The Raspberry Pi microcomputer launched in 2012 with big aspirations to help get more children involved with programming and now it has been awarded with the Royal Academy of Engineering's MacRobert Prize – the top in the country.
Beating out cyber-security firm Darktrace and radiotherapy pioneer Vision RT, the Raspberry Pi team joins the likes of Microsoft's Cambridge-based Kinect motion sensor designers and the makers of the Severn Bridge.
Coming from humble beginnings in Cambridge, the Raspberry Pi Foundation has gone on to sell over 14 million devices and set up thousands of after school coding clubs around the world. The organisation has, according to award judge Dr Frances Saunders, "achieved something that mainstream multinational computer companies and leading processing chip designers not only failed to do, but failed even to spot a need for".
Speaking with the BBC prior to the ceremony, Raspberry Pi Trading CEO Eben Upton described the award as "a validation of the fact that we have built something bigger than we ever envisaged."

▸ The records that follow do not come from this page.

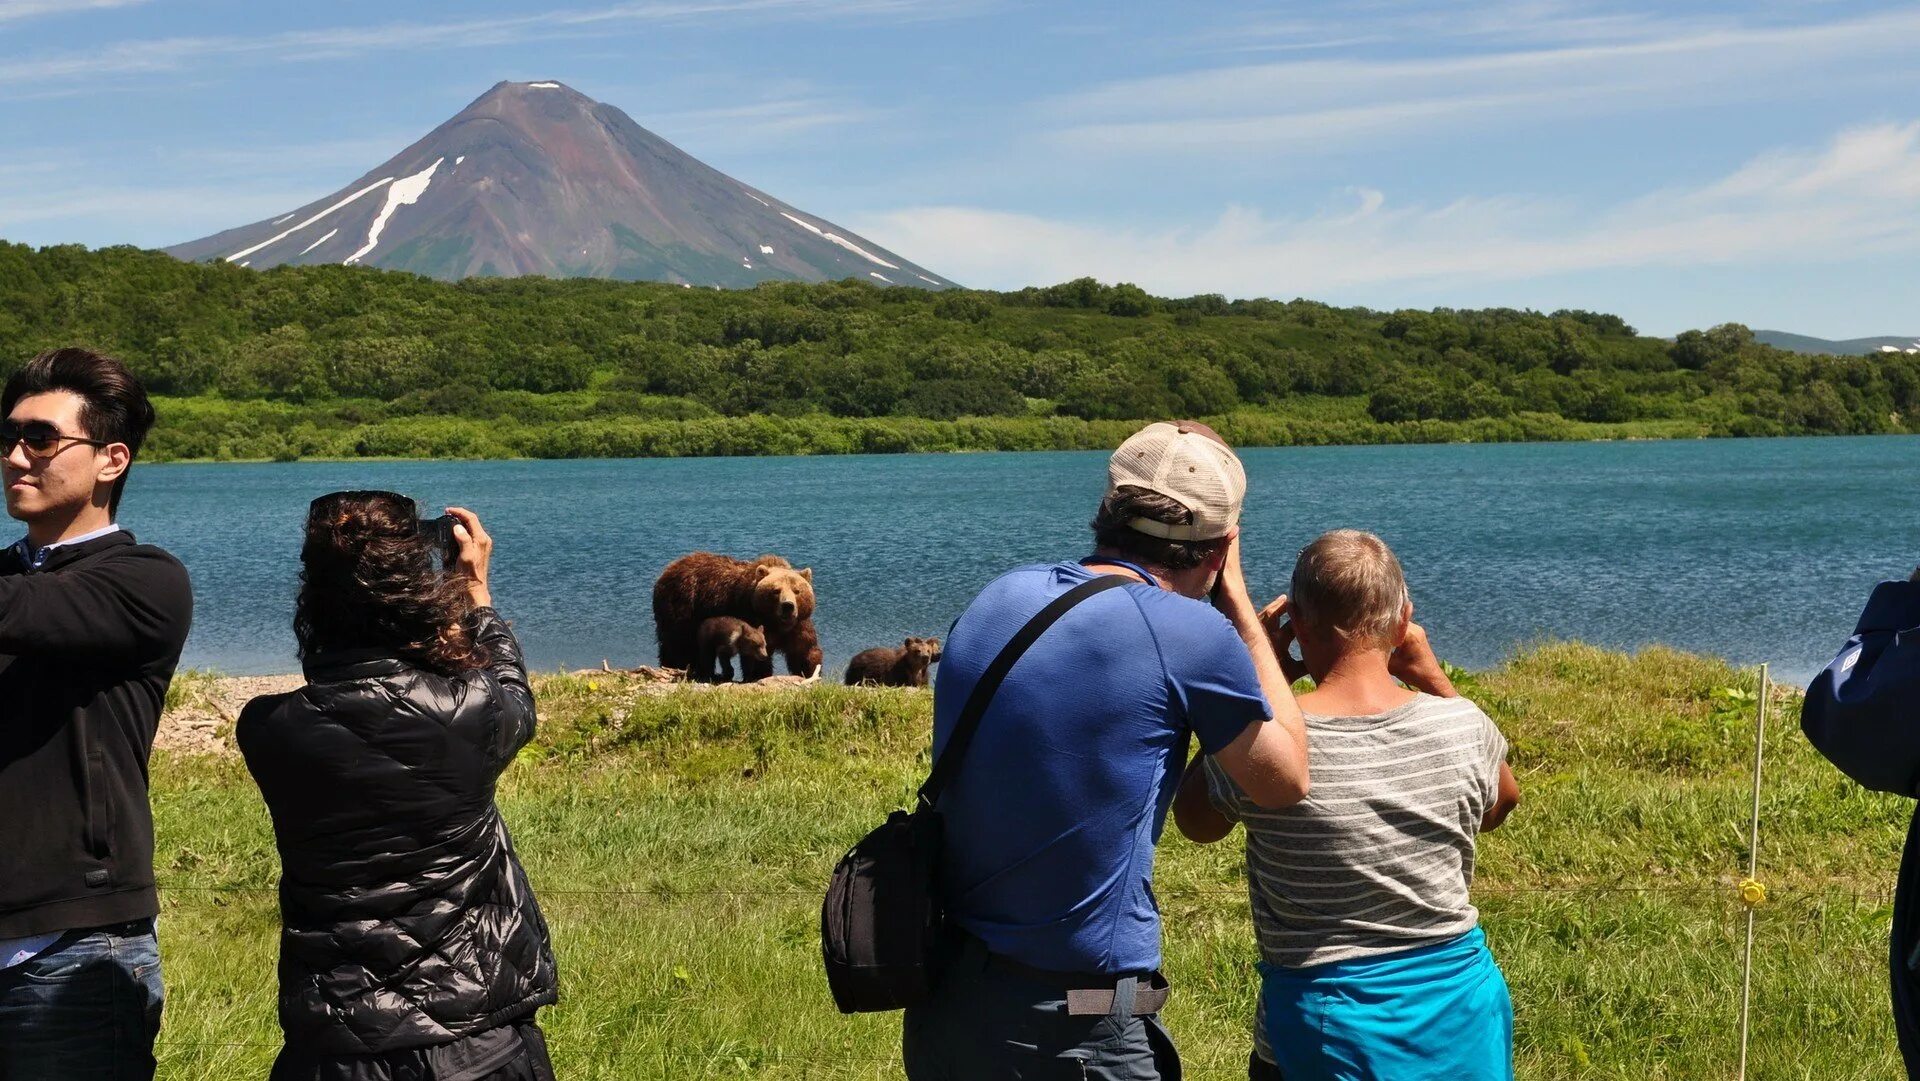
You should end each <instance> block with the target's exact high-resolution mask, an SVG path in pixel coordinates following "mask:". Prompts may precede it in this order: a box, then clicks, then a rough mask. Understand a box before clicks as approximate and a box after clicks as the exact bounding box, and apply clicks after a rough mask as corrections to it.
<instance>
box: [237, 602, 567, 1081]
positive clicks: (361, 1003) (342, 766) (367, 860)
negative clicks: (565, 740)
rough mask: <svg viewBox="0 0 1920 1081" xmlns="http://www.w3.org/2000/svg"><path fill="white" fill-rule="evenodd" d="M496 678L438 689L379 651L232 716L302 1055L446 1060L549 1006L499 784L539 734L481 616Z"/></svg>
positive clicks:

Outside of its education uses, the Raspberry Pi has found a home in the hands of modders and hackers who have designed everything from robots to games consoles off the back of the device that is now the best selling British computer in history.

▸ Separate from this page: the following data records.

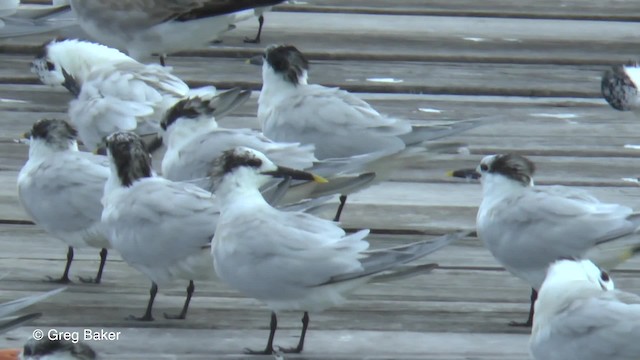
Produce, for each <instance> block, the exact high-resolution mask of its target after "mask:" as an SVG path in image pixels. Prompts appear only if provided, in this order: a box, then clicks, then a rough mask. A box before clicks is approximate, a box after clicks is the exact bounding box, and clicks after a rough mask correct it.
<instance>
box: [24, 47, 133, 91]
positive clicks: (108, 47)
mask: <svg viewBox="0 0 640 360" xmlns="http://www.w3.org/2000/svg"><path fill="white" fill-rule="evenodd" d="M112 61H135V60H133V59H132V58H130V57H128V56H127V55H125V54H124V53H122V52H120V51H119V50H116V49H112V48H110V47H107V46H104V45H100V44H96V43H92V42H89V41H81V40H77V39H53V40H50V41H47V42H45V43H44V44H43V45H42V46H41V47H40V49H39V50H38V52H37V54H36V58H35V59H34V60H33V61H32V62H31V72H33V73H35V74H37V75H38V77H39V78H40V81H41V82H42V83H43V84H45V85H51V86H54V85H62V84H63V83H64V82H65V80H67V78H69V76H67V77H65V75H64V74H63V69H64V70H65V71H67V72H68V74H70V76H71V77H72V78H74V79H76V80H77V81H79V82H80V85H82V82H83V81H84V80H85V79H86V77H87V76H88V75H89V72H90V71H91V68H93V67H94V66H96V65H102V64H105V63H107V62H112Z"/></svg>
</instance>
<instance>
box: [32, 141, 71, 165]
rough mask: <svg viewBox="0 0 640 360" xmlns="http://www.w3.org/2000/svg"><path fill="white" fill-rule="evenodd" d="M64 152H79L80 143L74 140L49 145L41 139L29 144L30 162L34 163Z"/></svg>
mask: <svg viewBox="0 0 640 360" xmlns="http://www.w3.org/2000/svg"><path fill="white" fill-rule="evenodd" d="M63 151H78V143H77V142H76V141H75V140H72V141H68V142H65V143H61V144H49V143H47V142H46V141H45V140H41V139H31V141H30V142H29V160H32V161H39V160H43V159H46V158H47V157H49V156H51V154H54V153H57V152H63Z"/></svg>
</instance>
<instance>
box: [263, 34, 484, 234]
mask: <svg viewBox="0 0 640 360" xmlns="http://www.w3.org/2000/svg"><path fill="white" fill-rule="evenodd" d="M258 63H262V90H261V92H260V97H259V99H258V120H259V121H260V123H261V125H262V132H263V133H264V134H265V136H267V137H268V138H270V139H272V140H274V141H280V142H299V143H301V144H313V145H314V146H315V156H316V157H317V158H318V159H320V160H324V159H329V158H349V157H356V156H369V157H371V159H370V161H369V162H367V163H365V164H364V165H363V166H362V167H361V168H360V169H359V171H361V172H367V171H375V172H376V181H383V180H386V179H388V178H389V176H390V175H391V173H393V171H394V170H395V169H398V168H400V167H402V166H403V165H405V164H411V163H414V162H415V161H416V159H417V158H421V157H424V156H425V154H424V153H417V152H418V150H419V149H418V147H413V145H418V144H420V143H422V142H424V141H428V140H435V139H439V138H442V137H446V136H450V135H453V134H456V133H458V132H461V131H463V130H466V129H470V128H472V127H475V126H478V125H479V122H460V123H458V124H455V125H453V126H451V127H427V126H415V127H414V126H412V125H411V124H410V123H409V122H408V121H405V120H401V119H397V118H393V117H389V116H386V115H383V114H380V113H379V112H378V111H376V110H375V109H374V108H373V107H371V106H370V105H369V104H368V103H366V102H365V101H363V100H362V99H360V98H358V97H356V96H355V95H353V94H351V93H349V92H347V91H344V90H341V89H339V88H328V87H325V86H322V85H316V84H308V83H307V75H308V70H309V61H308V60H307V59H306V57H305V56H304V55H303V54H302V53H301V52H300V51H299V50H298V49H297V48H295V47H294V46H291V45H281V46H269V47H267V48H266V50H265V52H264V55H263V61H258ZM420 150H425V149H424V147H423V148H422V149H420ZM345 201H346V196H342V197H341V204H340V207H339V208H338V212H337V213H336V216H335V218H334V220H336V221H337V220H339V219H340V213H341V211H342V208H343V207H344V204H345Z"/></svg>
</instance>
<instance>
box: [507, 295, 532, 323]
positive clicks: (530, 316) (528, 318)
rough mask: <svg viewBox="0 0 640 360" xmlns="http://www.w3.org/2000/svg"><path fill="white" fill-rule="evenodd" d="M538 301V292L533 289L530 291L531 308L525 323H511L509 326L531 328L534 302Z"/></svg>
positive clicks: (513, 321)
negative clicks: (530, 296) (536, 300)
mask: <svg viewBox="0 0 640 360" xmlns="http://www.w3.org/2000/svg"><path fill="white" fill-rule="evenodd" d="M537 299H538V292H537V291H536V290H535V289H531V307H530V308H529V317H528V318H527V321H526V322H523V323H522V322H517V321H512V322H510V323H509V326H519V327H531V326H533V311H534V305H535V303H536V300H537Z"/></svg>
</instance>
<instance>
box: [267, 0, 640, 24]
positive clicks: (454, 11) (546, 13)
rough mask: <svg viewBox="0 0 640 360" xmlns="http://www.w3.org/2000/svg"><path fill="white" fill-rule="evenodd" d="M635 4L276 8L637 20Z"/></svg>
mask: <svg viewBox="0 0 640 360" xmlns="http://www.w3.org/2000/svg"><path fill="white" fill-rule="evenodd" d="M634 10H636V9H635V7H634V6H633V4H630V3H626V2H620V1H615V0H605V1H579V0H574V1H562V2H561V3H560V4H558V2H557V1H550V0H543V1H535V2H530V1H525V0H520V1H513V0H491V1H482V2H477V1H456V2H455V3H451V2H448V1H445V0H427V1H421V0H401V1H397V2H393V3H390V1H389V0H374V1H368V0H351V1H339V0H314V1H311V2H308V3H307V2H302V3H295V4H286V3H285V4H283V5H280V6H278V7H276V8H275V11H309V12H339V13H359V14H398V15H441V16H461V17H462V16H465V17H468V16H482V17H505V18H507V17H509V18H528V19H581V20H584V19H589V20H594V19H595V20H624V21H634V20H637V19H638V17H637V16H635V13H634Z"/></svg>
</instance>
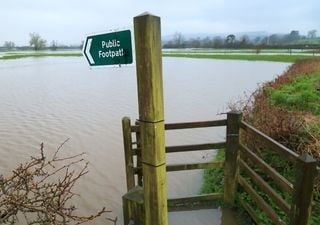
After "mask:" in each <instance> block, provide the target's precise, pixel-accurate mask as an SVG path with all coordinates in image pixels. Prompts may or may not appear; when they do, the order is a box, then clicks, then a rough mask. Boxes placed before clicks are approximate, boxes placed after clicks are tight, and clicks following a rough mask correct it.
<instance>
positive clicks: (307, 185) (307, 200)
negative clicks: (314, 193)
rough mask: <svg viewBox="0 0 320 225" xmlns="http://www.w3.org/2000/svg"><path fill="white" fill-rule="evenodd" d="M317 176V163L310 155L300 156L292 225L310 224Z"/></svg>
mask: <svg viewBox="0 0 320 225" xmlns="http://www.w3.org/2000/svg"><path fill="white" fill-rule="evenodd" d="M316 176H317V161H316V160H315V159H313V158H312V157H311V156H310V155H308V154H303V155H302V156H300V157H299V160H298V161H297V170H296V180H295V184H294V193H293V203H292V205H291V218H290V220H291V221H290V225H307V224H308V219H309V216H310V214H311V206H312V205H311V203H312V195H313V185H314V181H315V178H316Z"/></svg>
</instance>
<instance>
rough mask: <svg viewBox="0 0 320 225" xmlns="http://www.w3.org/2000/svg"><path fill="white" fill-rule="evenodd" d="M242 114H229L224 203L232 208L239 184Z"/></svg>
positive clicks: (225, 151) (224, 170) (224, 167)
mask: <svg viewBox="0 0 320 225" xmlns="http://www.w3.org/2000/svg"><path fill="white" fill-rule="evenodd" d="M241 119H242V114H241V113H240V112H229V113H227V147H226V151H225V154H226V157H225V167H224V176H225V177H224V203H225V204H226V205H229V206H232V205H233V204H234V201H235V198H236V191H237V183H238V179H237V176H238V170H239V169H238V163H237V161H238V155H239V133H240V132H239V129H240V121H241Z"/></svg>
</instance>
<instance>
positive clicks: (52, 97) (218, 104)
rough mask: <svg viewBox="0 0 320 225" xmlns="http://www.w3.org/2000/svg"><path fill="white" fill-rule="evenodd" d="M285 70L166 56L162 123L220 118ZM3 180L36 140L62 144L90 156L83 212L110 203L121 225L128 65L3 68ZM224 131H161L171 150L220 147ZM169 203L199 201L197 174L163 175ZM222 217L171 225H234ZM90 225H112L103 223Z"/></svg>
mask: <svg viewBox="0 0 320 225" xmlns="http://www.w3.org/2000/svg"><path fill="white" fill-rule="evenodd" d="M288 65H289V64H287V63H273V62H246V61H224V60H206V59H183V58H164V59H163V77H164V91H165V93H164V95H165V118H166V122H187V121H196V120H213V119H220V118H224V117H225V115H224V114H220V113H223V112H226V108H227V103H228V102H230V101H234V100H237V99H238V97H239V96H243V94H244V92H247V93H250V92H252V91H253V90H254V89H255V88H256V87H257V85H258V84H259V83H262V82H264V81H268V80H271V79H273V78H274V77H275V76H276V75H279V74H281V73H282V72H283V71H284V70H285V69H286V68H287V66H288ZM0 103H1V104H0V173H2V174H8V173H10V171H11V170H12V169H13V168H15V167H16V166H17V165H18V164H19V163H20V162H23V161H25V160H28V159H29V158H30V156H31V155H35V154H37V153H39V145H40V143H41V142H43V143H44V145H45V151H46V152H47V154H53V152H54V151H55V150H56V148H57V147H58V146H59V144H60V143H62V142H63V141H64V140H65V139H67V138H70V141H69V142H67V143H66V144H65V145H64V150H63V151H64V153H63V154H67V155H72V154H77V153H81V152H86V153H87V154H86V155H85V159H86V160H88V161H89V162H90V165H89V170H90V172H89V174H88V175H86V176H85V177H83V179H82V180H81V182H80V183H79V184H78V186H77V188H76V191H77V192H78V193H80V194H81V197H79V198H78V199H77V200H76V202H75V203H76V204H77V206H78V208H80V209H82V212H87V213H92V212H93V211H94V210H97V209H99V208H101V207H102V206H106V207H107V209H110V210H112V213H111V214H110V215H109V216H110V217H115V216H117V217H118V218H119V221H118V225H119V224H120V225H121V224H122V223H123V222H122V208H121V196H122V195H123V194H125V192H126V185H125V171H124V153H123V147H122V133H121V118H122V117H123V116H129V117H131V118H132V120H133V121H134V120H135V119H136V118H137V117H138V109H137V90H136V75H135V68H134V67H123V68H107V69H90V68H88V66H87V64H86V62H85V61H84V59H83V58H81V57H78V58H77V57H75V58H52V57H45V58H28V59H20V60H10V61H0ZM224 132H225V131H224V129H217V128H215V129H214V128H210V129H199V130H194V131H192V130H191V131H190V130H188V131H183V132H182V131H170V132H167V133H166V143H167V145H173V144H174V145H176V144H192V143H201V142H212V141H221V140H223V139H224ZM213 156H214V152H212V151H203V152H199V153H192V152H191V153H182V154H173V155H170V156H168V158H167V160H168V161H167V163H168V164H170V163H185V162H204V161H210V160H212V158H213ZM167 178H168V195H169V197H184V196H191V195H194V194H199V190H200V186H201V182H202V171H188V172H173V173H169V174H168V177H167ZM230 215H231V214H228V213H227V214H225V213H224V214H222V213H221V212H220V211H219V210H201V211H194V212H175V213H170V214H169V220H170V225H178V224H184V225H189V224H190V225H194V224H201V225H207V224H208V225H215V224H224V225H227V224H228V225H231V224H232V222H227V221H224V223H221V221H220V220H221V217H223V218H227V219H228V218H229V219H230V218H231V217H230ZM92 224H97V225H100V224H101V225H102V224H112V223H111V222H108V221H107V220H106V219H105V218H100V219H99V220H96V221H95V222H93V223H92Z"/></svg>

And a big part of the device's success, Upton identified when he spoke with PCR earlier this month, is affordability. "The goal with Raspberry Pi was always to make a computer that cost the same as the price of a text book," he said. "It’s why we did Raspberry Pi Zero – the one we gave away on the front of a magazine in November 2015. It was the £5 computer, it’s the latte computer."
With this award under its belt, household recognition and a passionate leadership team there's no telling how far Raspberry Pi will go.